2022-08-18 19:55:00 host1 free_disk=99 free_cpu=22
2022-08-18 19:55:00 host2 free_disk=06 free_cpu=11
2022-08-18 19:56:00 host1 free_disk=56 free_cpu=99
2022-08-18 19:56:00 host2 free_disk=78 free_cpu=18
2022-08-18 19:57:00 host1 free_disk=99 free_cpu=22
2022-08-18 19:57:00 host2 free_disk=13 free_cpu=11
2022-08-18 19:58:00 host1 free_disk=56 free_cpu=99
2022-08-18 19:58:00 host2 free_disk=78 free_cpu=18
2022-08-18 19:59:00 host1 free_disk=99 free_cpu=22
2022-08-18 19:59:00 host2 free_disk=13 free_cpu=11
Firstly, we have to extract fields to form the measurement (metric_name:numeric_value), so we need to tell Splunk through props.conf and transforms.conf how to extract the fields. Here is the regular expression for the dummy data.
\d+\-\d+\-\d+\s\d+\:\d+\:\d+\s(\S+)\sfree_disk\=(\d+)\sfree_cpu\=(\d+)
[metrics_test]
TRANSFORMS-fields = field_extraction
METRIC-SCHEMA-TRANSFORMS = metric-schema:extract_test_metrics
TRANSFORMS-new_host = new_host
[field_extraction]
REGEX = \d+\-\d+\-\d+\s\d+\:\d+\:\d+\s(\S+)\sfree_disk\=(\d+)\sfree_cpu\=(\d+)
FORMAT = free_disk::$2 free_cpu::$3
WRITE_META = true
[metric-schema:extract_test_metrics]
METRIC-SCHEMA-MEASURES = _ALLNUMS_
METRIC-SCHEMA-BLACKLIST-DIMS = host
[new_host]
DEST_KEY = MetaData:Host
REGEX = \d+\-\d+\-\d+\s\d+\:\d+\:\d+\s(\S+)\sfree_disk\=(\d+)\sfree_cpu\=(\d+)
FORMAT = host::$1
As you can see from the field_extraction stanza in the transforms.conf, free_disk, and free_cpu fields are extracted. WRITE_META attribute automatically writes REGEX to metadata since it is index-time field extraction.
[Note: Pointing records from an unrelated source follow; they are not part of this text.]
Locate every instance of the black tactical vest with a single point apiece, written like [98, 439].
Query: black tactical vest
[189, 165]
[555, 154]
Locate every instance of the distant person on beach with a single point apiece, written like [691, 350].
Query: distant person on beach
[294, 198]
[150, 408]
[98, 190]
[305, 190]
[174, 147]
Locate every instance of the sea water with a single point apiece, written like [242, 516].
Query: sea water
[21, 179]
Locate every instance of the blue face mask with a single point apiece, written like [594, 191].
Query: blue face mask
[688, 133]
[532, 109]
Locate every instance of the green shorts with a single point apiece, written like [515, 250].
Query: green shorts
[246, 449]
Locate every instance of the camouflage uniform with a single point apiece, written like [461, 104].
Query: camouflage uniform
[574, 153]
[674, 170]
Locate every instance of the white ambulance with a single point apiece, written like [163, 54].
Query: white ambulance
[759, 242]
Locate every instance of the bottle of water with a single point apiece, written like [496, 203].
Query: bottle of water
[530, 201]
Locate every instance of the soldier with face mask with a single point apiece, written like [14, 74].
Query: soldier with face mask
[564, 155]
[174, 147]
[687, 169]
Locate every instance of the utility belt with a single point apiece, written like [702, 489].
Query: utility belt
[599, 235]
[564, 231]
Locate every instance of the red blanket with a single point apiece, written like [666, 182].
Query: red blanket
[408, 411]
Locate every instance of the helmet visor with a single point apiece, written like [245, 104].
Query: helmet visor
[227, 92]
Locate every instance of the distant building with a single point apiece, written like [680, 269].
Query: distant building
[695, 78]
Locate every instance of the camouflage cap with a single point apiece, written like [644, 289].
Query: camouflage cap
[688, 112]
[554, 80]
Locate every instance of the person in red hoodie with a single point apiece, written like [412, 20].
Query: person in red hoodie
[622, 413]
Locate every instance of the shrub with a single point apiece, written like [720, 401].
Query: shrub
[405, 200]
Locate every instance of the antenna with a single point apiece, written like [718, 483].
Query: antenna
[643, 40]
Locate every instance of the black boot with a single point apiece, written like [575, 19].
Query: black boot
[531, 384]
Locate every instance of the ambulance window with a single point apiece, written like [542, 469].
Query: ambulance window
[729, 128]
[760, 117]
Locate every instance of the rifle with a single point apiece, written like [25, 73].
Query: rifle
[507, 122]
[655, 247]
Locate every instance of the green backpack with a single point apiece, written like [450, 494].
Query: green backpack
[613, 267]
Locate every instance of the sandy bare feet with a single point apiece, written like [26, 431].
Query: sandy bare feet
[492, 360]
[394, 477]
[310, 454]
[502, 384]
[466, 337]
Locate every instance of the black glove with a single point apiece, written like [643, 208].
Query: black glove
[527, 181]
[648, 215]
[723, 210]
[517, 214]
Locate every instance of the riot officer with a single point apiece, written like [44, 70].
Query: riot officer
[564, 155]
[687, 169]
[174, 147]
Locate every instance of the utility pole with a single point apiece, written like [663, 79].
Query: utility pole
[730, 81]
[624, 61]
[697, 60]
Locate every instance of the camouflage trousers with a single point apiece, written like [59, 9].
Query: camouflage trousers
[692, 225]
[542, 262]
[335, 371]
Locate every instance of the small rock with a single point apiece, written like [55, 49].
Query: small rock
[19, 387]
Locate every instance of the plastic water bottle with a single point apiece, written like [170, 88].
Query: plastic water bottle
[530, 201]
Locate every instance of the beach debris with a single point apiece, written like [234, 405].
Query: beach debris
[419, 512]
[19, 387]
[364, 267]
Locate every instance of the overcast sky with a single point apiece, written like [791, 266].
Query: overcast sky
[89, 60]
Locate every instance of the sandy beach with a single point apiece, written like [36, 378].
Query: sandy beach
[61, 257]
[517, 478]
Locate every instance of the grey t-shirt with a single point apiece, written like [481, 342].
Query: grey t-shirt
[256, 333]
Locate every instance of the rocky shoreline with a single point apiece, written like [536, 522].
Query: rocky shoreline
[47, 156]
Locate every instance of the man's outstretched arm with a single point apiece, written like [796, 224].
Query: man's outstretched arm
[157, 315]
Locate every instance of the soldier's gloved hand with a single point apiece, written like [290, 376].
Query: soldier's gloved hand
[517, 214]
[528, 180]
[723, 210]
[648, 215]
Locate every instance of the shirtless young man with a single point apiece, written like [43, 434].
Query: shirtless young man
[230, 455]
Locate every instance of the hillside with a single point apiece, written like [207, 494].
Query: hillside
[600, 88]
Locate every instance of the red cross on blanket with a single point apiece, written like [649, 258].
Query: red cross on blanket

Secondly, to relate the log-to-metrics schema with custom log data, define the METRIC-SCHEMA-TRANSFORMS attribute in the props.conf and use the METRIC-SCHEMA-MEASURES in the transforms.conf how to identify numeric fields. ALLNUMS setting is used as METRIC-SCHEMA-MEASURES to extract numeric values as measurements.
The METRIC-SCHEMA-BLACKLIST-DIMS and METRIC-SCHEMA-WHITELIST-DIMS settings can be optionally used to filter redundant fields.
Also, the new_host stanza provides a way to overwrite the host metadata.
There are several search and statistical commands available specific to metrics data.
You can use the mpreview search command to review what kind of metrics data you have. You can see the measurements and dimensions with this command.
Also, mstats search command is used to perform statistics on the metrics data, as you can see from the screenshot. It is like the stats command for the events data. So, aggregate and time functions can be used with the mstats command.
In short, you can easily convert the event to metrics and apply several statistics commands to analyze the metrics data in Splunk.
In this blog, I tried to explain how to convert event logs into metrics data in Splunk. I’ll explain how to integrate with the Splunk IT Essentials Work application for monitoring in the second part.